If you visited Canva CEO Melanie Perkins in 2007, the road to unicorn status would have seemed rocky at best.
- She worked out of her mother’s living room in Perth, Australia — about as far from Silicon Valley as it gets
- Her product was designed specifically for high school yearbooks — about as niche as it gets
This week Canva raised $200m valuing the company at $40B, making it one of the world’s most valuable startups, per Forbes.
Perkins started with an insight
She realized the process to design and print a poster or flyer took way more tools than it should, and set out to build an all-in-one solution that anyone could use.
She tested her idea with yearbooks, and after finding product-market fit, started courting VCs…
… but was promptly shut down by 100+ investors
After finally scoring a $3m seed round (that was matched by the Australian government), Canva launched in 2013.
Three factors helped the team take off from the start:
- Timing: Businesses began using Instagram and Twitter to reach customers, and suddenly needed tools to level up their design
- Price: Canva launched with a freemium model, allowing most users to get started quickly at no cost
- Ease of use: Canva focused on building a template library (now with 800k+ templates) to make users’ lives easier
Today, Canva is being used to create 120 designs every second…

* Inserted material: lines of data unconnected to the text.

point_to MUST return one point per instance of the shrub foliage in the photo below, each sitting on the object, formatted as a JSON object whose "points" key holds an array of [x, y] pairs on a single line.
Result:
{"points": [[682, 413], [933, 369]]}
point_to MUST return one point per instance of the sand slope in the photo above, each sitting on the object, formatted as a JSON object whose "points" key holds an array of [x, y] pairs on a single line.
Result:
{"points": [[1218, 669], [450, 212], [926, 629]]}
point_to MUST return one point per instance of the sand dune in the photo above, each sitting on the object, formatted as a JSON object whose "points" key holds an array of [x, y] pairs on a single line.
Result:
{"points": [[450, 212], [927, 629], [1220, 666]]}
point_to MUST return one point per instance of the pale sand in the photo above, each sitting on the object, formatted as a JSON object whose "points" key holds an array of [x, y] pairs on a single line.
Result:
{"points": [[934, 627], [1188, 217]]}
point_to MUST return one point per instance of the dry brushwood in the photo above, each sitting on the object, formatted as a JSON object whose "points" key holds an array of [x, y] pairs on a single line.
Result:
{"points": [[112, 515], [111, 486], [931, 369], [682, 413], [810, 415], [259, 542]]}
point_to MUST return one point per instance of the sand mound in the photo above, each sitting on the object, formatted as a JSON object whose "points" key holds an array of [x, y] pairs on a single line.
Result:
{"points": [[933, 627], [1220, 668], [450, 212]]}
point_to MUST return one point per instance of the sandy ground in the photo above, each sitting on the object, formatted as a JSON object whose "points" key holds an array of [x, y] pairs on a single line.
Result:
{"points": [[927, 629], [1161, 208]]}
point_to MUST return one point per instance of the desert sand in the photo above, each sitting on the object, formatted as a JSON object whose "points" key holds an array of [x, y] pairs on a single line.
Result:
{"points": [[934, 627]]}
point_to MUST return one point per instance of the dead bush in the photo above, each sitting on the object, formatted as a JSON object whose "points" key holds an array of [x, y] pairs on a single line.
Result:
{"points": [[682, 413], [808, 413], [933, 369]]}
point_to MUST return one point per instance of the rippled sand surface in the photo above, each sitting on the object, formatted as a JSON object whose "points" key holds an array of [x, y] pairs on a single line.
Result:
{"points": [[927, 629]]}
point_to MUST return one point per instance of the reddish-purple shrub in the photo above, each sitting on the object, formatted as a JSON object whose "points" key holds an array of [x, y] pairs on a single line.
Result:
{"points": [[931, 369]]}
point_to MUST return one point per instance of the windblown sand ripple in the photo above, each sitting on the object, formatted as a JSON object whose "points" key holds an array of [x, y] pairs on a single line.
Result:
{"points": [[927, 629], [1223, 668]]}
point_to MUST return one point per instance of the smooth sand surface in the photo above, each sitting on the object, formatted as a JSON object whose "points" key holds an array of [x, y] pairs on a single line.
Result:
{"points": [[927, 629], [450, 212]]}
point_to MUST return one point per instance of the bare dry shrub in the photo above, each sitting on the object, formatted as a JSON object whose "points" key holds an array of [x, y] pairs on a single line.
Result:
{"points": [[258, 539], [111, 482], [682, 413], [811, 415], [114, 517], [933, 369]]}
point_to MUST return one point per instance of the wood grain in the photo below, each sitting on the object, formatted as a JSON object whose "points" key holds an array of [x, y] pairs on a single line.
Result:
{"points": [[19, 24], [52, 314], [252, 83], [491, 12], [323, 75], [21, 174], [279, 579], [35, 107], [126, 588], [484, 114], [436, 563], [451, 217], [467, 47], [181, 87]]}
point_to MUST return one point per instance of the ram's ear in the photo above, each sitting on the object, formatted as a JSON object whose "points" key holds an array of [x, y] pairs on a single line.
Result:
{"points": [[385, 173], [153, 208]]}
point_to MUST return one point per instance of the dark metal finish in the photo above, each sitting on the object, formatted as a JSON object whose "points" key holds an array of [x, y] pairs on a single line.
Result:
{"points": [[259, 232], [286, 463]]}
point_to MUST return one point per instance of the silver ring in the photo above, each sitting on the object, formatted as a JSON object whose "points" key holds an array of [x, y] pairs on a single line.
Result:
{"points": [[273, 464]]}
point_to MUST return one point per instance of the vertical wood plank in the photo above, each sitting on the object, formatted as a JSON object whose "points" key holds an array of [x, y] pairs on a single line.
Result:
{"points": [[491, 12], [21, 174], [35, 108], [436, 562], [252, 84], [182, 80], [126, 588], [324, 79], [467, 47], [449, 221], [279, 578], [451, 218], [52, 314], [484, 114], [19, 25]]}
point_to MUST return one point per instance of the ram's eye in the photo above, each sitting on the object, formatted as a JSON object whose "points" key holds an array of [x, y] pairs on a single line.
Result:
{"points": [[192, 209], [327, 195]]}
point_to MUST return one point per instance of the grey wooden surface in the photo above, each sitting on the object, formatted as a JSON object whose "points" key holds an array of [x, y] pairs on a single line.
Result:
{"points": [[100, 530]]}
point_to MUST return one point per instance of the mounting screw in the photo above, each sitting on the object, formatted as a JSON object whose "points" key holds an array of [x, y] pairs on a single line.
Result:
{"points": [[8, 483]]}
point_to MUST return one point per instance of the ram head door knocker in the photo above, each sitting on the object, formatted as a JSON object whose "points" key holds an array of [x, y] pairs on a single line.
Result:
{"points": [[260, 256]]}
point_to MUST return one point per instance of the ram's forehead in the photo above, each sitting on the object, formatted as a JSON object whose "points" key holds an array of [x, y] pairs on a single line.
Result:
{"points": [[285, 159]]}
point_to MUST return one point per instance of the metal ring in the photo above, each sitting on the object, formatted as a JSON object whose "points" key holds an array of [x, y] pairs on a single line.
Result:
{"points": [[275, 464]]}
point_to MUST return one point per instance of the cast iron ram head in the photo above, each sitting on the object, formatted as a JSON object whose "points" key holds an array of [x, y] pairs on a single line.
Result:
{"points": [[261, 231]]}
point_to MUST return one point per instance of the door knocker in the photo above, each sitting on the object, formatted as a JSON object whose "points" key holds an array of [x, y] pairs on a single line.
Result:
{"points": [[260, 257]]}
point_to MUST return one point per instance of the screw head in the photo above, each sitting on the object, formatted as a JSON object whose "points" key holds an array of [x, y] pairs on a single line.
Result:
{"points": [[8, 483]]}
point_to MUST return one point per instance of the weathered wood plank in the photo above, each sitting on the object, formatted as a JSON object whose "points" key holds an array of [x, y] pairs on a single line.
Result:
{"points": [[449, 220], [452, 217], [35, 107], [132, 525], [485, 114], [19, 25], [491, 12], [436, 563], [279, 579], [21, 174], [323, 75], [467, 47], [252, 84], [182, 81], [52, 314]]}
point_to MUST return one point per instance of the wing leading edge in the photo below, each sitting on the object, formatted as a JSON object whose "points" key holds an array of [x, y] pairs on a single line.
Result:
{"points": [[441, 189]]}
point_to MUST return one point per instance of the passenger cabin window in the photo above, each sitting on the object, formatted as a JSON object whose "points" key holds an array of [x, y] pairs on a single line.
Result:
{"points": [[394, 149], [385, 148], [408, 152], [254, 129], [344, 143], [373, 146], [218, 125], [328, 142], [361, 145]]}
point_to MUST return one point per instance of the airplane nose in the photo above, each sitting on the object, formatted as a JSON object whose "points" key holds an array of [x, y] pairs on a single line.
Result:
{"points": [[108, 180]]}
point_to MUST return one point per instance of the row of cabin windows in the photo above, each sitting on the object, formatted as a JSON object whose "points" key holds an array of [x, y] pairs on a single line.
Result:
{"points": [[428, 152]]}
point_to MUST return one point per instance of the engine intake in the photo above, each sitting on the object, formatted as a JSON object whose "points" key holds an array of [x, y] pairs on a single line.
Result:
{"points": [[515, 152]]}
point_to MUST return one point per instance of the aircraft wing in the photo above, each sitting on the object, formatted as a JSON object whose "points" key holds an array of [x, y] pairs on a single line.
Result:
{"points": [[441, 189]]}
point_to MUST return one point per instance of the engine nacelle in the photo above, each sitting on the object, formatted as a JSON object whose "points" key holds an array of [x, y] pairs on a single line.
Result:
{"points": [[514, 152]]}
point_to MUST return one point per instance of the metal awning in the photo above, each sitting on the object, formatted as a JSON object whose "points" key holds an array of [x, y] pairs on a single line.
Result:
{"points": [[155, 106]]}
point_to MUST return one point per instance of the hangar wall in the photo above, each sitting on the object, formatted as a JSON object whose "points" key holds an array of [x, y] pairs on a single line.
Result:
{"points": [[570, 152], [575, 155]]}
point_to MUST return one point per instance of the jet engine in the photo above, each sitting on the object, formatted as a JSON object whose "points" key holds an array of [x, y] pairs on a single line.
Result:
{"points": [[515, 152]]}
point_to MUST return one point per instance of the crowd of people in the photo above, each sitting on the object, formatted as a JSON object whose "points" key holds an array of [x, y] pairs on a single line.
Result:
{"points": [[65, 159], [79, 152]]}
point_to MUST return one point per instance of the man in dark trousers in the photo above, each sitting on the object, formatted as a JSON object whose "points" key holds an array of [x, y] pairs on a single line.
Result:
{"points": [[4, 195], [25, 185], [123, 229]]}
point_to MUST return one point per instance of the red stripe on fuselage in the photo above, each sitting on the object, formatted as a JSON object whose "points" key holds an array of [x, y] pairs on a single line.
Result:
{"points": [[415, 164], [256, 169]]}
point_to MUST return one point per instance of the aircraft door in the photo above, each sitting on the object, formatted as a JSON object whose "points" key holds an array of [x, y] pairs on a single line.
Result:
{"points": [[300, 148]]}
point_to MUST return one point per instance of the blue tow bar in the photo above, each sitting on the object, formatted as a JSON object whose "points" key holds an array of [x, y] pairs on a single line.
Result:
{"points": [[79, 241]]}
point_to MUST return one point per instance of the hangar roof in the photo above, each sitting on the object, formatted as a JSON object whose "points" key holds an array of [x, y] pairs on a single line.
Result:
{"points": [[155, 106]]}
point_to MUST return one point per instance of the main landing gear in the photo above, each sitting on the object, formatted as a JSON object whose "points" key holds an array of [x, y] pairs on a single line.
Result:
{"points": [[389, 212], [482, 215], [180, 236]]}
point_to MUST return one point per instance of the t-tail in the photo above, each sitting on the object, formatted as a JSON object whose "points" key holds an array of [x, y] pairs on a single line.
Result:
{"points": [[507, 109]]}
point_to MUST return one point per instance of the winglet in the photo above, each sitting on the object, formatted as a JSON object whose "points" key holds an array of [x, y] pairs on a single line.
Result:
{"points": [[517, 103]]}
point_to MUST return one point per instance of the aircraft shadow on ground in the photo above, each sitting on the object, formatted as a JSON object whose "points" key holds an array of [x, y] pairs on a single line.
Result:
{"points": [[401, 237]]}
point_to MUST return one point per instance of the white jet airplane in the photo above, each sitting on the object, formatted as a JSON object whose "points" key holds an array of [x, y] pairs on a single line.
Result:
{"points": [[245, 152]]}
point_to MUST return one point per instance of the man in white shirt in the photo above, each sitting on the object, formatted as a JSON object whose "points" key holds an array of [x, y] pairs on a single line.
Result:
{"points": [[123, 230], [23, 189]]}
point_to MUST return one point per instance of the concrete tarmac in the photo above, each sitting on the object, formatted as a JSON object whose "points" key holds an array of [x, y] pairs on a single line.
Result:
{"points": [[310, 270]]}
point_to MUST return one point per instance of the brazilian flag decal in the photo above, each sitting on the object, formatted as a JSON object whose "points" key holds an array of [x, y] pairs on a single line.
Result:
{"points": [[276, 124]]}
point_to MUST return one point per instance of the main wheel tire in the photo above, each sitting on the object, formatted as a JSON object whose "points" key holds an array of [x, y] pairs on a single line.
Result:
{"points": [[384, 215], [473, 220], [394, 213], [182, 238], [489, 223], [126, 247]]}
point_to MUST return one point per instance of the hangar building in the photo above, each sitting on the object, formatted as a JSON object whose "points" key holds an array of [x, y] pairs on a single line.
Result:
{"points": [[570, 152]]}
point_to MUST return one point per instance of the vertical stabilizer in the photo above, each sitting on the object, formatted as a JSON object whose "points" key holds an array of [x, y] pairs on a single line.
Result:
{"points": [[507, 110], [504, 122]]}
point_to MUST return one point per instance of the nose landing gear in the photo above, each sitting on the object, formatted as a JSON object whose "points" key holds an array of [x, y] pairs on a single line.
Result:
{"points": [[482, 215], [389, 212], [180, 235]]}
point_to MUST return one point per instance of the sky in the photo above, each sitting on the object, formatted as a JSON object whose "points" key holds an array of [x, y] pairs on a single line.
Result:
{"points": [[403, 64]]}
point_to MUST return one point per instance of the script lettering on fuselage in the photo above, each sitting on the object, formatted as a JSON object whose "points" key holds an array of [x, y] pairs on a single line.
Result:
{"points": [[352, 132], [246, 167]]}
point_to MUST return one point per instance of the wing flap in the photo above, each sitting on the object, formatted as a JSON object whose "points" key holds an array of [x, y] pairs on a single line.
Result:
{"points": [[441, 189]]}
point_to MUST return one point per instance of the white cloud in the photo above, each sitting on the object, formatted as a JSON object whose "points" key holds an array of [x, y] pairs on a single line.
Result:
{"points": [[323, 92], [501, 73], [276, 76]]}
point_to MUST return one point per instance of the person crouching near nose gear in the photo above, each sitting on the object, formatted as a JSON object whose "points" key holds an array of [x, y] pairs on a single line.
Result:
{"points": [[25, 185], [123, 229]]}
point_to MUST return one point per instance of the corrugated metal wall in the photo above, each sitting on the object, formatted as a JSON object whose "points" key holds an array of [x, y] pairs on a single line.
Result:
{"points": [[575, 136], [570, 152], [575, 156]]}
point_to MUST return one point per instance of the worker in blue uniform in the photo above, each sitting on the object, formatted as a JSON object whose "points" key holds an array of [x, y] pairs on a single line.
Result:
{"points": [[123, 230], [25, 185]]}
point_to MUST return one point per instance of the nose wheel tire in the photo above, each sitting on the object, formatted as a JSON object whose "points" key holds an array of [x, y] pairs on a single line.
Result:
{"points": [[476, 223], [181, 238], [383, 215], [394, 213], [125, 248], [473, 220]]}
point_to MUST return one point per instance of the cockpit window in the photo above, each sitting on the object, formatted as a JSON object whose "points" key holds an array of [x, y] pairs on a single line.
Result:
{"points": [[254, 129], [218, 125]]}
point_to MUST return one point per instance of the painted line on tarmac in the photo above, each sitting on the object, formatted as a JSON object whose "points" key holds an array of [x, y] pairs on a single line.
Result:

… and forcing Adobe to protect its throne. The design powerhouse launched Adobe Spark in 2016, which offers a similar template-driven approach with a freemium model.
Canva expects to use the new round to double headcount and possibly fuel acquisitions. The company is already profitable and has no plans to IPO.
Perkins also plans to give away most of her shares to charity because, in her words: “If the whole thing was about building wealth, that would be the most uninspiring thing I could possibly imagine.”
Now that’s one heck of a yearbook quote.